No. They would have heard. Everyone at Meetpoint would have heard plenty about Khym and the riot and the kif. The Pride and Chanur had become notorious. They would have heard about Khym, about Tully, even before they saw him. Only Skkukuk had startled them.
They were spacers, not groundlings. Not Immunes, black-breeched and arrogant with power like Ehrran and her ilk.
She stopped by Chur’s cabin, shot the door open a moment.
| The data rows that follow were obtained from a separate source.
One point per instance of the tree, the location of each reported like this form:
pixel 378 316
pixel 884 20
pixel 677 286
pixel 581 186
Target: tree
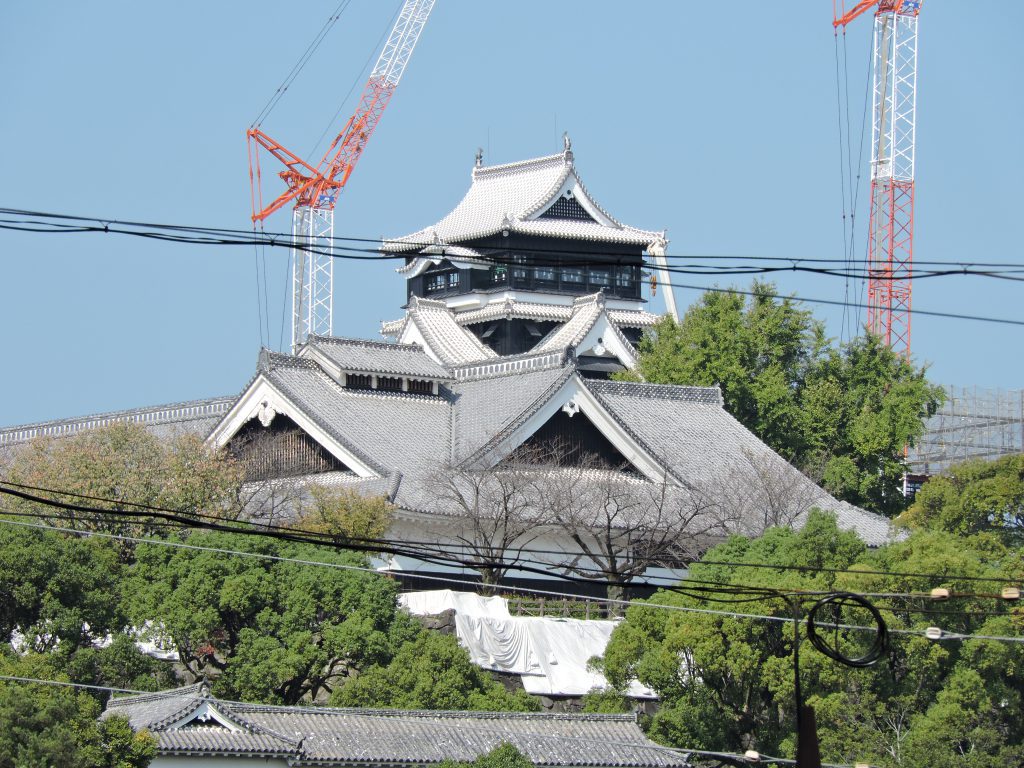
pixel 503 756
pixel 758 349
pixel 863 404
pixel 267 629
pixel 624 524
pixel 345 514
pixel 726 682
pixel 433 672
pixel 843 415
pixel 973 498
pixel 500 510
pixel 45 725
pixel 120 466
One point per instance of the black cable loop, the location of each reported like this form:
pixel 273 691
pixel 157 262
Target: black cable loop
pixel 873 653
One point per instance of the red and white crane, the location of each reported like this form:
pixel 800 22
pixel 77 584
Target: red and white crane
pixel 890 248
pixel 314 190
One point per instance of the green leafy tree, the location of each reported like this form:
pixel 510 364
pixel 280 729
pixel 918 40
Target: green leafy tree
pixel 503 756
pixel 972 498
pixel 123 464
pixel 433 672
pixel 57 727
pixel 759 350
pixel 726 682
pixel 268 630
pixel 59 597
pixel 843 415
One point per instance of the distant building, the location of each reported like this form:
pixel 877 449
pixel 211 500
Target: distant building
pixel 195 729
pixel 522 301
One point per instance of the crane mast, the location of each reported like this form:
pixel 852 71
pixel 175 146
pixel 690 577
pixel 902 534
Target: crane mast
pixel 314 190
pixel 890 249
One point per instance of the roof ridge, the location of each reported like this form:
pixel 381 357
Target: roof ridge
pixel 427 714
pixel 494 368
pixel 680 392
pixel 521 165
pixel 187 690
pixel 370 343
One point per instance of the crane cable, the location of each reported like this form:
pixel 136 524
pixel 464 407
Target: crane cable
pixel 300 65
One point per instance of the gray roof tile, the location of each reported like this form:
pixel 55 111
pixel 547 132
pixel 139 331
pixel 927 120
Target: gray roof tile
pixel 336 736
pixel 388 430
pixel 197 417
pixel 507 197
pixel 378 356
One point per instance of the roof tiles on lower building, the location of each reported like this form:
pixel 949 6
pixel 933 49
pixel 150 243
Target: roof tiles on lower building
pixel 345 736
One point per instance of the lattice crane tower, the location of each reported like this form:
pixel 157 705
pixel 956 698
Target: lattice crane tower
pixel 890 249
pixel 315 190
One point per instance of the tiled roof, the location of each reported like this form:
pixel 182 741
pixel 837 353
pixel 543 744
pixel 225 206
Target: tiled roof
pixel 509 197
pixel 487 409
pixel 336 736
pixel 387 430
pixel 449 340
pixel 702 444
pixel 463 258
pixel 378 356
pixel 513 308
pixel 164 421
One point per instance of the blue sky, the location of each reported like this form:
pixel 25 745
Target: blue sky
pixel 714 120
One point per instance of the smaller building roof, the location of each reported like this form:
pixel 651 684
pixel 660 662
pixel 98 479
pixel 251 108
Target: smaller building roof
pixel 188 721
pixel 513 198
pixel 198 417
pixel 376 356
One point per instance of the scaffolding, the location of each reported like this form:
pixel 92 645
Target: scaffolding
pixel 973 423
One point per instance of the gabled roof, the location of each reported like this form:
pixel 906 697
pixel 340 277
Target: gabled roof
pixel 441 330
pixel 514 197
pixel 391 430
pixel 432 325
pixel 375 356
pixel 396 441
pixel 514 308
pixel 387 737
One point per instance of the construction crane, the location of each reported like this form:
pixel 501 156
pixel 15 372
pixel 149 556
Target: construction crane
pixel 890 249
pixel 314 190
Chur was awake, there in her bed with the silver machinery there by the wall and all the tubes going into her arm and out. “You doing all right?” she asked as Chur lifted her head. “We’re going home, you hear that? Got crew from The Star of Tauran coming on board. You’re going to hear strange voices on the bridge. Didn’t want you to worry.”
“Aye,” Chur said. “Been keeping up with things, captain.” A difficult wrinkling of her nose. “You look like you could ’bout as well trade places with me.”
“Hey, we’re all right, we got Jik out. Got his charts and some cooperation for a change. He’s back on his ship. We got the whole lot of kif backing us. We’re going back home, to make sure nothing of Akkhtimakt’s gets that far. Minor matter to the kif, but it may be just our size, huh? We got this one turn at Urtur. Then easier. How are you doing?”